De acordo com Rossi, a procura de imóveis de alto padrão aumentou também entre investidores, tendência que atribui às turbulências na economia mundial após a crise financeira de 2008.
“O mercado imobiliário se mostrou como o lugar mais seguro e como o melhor investimento. Algumas ações viraram pó, o imóvel não. O imóvel bem localizado, de luxo, subiu de preço. Todo mundo fala que o mercado imobiliário americano está caindo, mas em Nova York, em frente ao Central Park, os preços continuam subindo. A Grécia está quebrada, mas o imóvel de luxo lá está mais caro”, exemplifica.
Descentralização
Rio e São Paulo são os principais mercados para empreendimentos milionários, mas o aumento da procura no Nordeste tem sido substancial, afirma Francisco Próspero, diretor executivo da In’s no Brasil. A empresa portuguesa atua no Nordeste há dez anos, com sede em Fortaleza, e em 2010 tornou-se afiliada da Christie’s International Real State. O faturamento vinha crescendo em 20% ao ano, e no ano passado superou os 30%.
Mercado ImobiliárioAté três anos atrás, Próspero diz que o público-alvo da empresa eram sobretudo europeus, como alemães, ingleses, italianos e nórdicos. Hoje, os brasileiros ultrapassaram os estrangeiros e são responsáveis por cerca de 60% das vendas da empresa.

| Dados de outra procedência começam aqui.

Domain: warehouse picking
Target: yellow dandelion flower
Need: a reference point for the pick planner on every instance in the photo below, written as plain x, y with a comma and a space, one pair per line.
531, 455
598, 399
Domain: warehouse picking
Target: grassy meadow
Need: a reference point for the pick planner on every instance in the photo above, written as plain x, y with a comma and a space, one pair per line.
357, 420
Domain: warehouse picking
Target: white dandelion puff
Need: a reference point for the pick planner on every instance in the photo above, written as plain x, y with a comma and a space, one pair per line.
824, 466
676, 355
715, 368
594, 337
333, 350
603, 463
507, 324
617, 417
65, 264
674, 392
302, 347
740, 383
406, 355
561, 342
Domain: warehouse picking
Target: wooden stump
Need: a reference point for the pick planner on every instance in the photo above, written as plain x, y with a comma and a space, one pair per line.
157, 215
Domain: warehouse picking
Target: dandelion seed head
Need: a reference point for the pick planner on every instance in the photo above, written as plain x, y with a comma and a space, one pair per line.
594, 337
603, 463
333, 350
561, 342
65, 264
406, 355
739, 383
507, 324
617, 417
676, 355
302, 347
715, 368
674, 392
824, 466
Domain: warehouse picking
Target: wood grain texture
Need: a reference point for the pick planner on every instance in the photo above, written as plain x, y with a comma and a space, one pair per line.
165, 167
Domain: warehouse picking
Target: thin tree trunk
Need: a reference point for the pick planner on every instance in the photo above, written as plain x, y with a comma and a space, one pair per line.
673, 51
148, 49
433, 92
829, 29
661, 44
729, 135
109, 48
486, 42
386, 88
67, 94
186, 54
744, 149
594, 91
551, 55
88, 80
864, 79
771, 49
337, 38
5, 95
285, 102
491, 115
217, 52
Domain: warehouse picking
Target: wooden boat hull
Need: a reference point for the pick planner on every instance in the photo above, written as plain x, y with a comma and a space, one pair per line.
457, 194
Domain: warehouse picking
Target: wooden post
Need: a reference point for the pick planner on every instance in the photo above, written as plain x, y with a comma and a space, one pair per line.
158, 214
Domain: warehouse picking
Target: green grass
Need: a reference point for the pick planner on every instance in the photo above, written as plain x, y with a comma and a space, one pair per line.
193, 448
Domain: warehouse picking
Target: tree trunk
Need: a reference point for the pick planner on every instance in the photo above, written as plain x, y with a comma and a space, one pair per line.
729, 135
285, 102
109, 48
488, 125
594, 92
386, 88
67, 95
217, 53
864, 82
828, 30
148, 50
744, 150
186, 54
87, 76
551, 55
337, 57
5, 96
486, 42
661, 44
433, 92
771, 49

“Com o crescimento da economia no Brasil, as pessoas aqui estão com uma maior capacidade financeira, ao contrário do que ocorre na Europa, dado o contexto internacional da economia”, diz. “São compradores do Nordeste, São Paulo, Brasília, Pará, tanto pessoas que compram como uma segunda residência para passar férias ou como um investimento”, diz.
De acordo com Próspero, o portfólio da In’s tem cerca de 250 imóveis de alto padrão nos estados que representa  Ceará, Maranhão, Piauí e Pará. “São coberturas com piscinas nas capitais, apartamentos de mil metros quadrados em condomínios de luxo com vista para o mar, casas de praia, fazendas de recreio com cavalos e lagos”, exemplifica.
Os preços dos imóveis de alto padrão nesses estados variam de R$ 1 milhão a R$ 8 milhões, estima Próspero. Já no Rio, o patamar é bem mais alto.
No Rio e em São Paulo, o valor dos imóveis é puxado para cima pela falta em bairros cobiçados onde não há espaço para novas construções e escassos lançamentos imobiliários. Mas a alta de preços não assusta as empresas que atuam no setor. Afiliada da Christie’s em São Paulo, a Coelho da Fonseca teve crescimento de 35% em 2011 e tem meta de crescimento de 50% para este ano.
Segundo Fernando Sita, diretor geral de vendas da Coelho da Fonseca, a redução da taxa de juros e o maior acesso a crédito também vem estimulando a compra de imóveis pela classe AA.
“Há quatro anos era impensável você vender um imóvel de alto padrão financiado, mas hoje isso está se tornando uma coisa habitual. O rico opta por comprar um imóvel caro, mas fica com seus recursos em mãos para ter liquidez, e pega um empréstimo de 70% ou 80% do valor”, diz.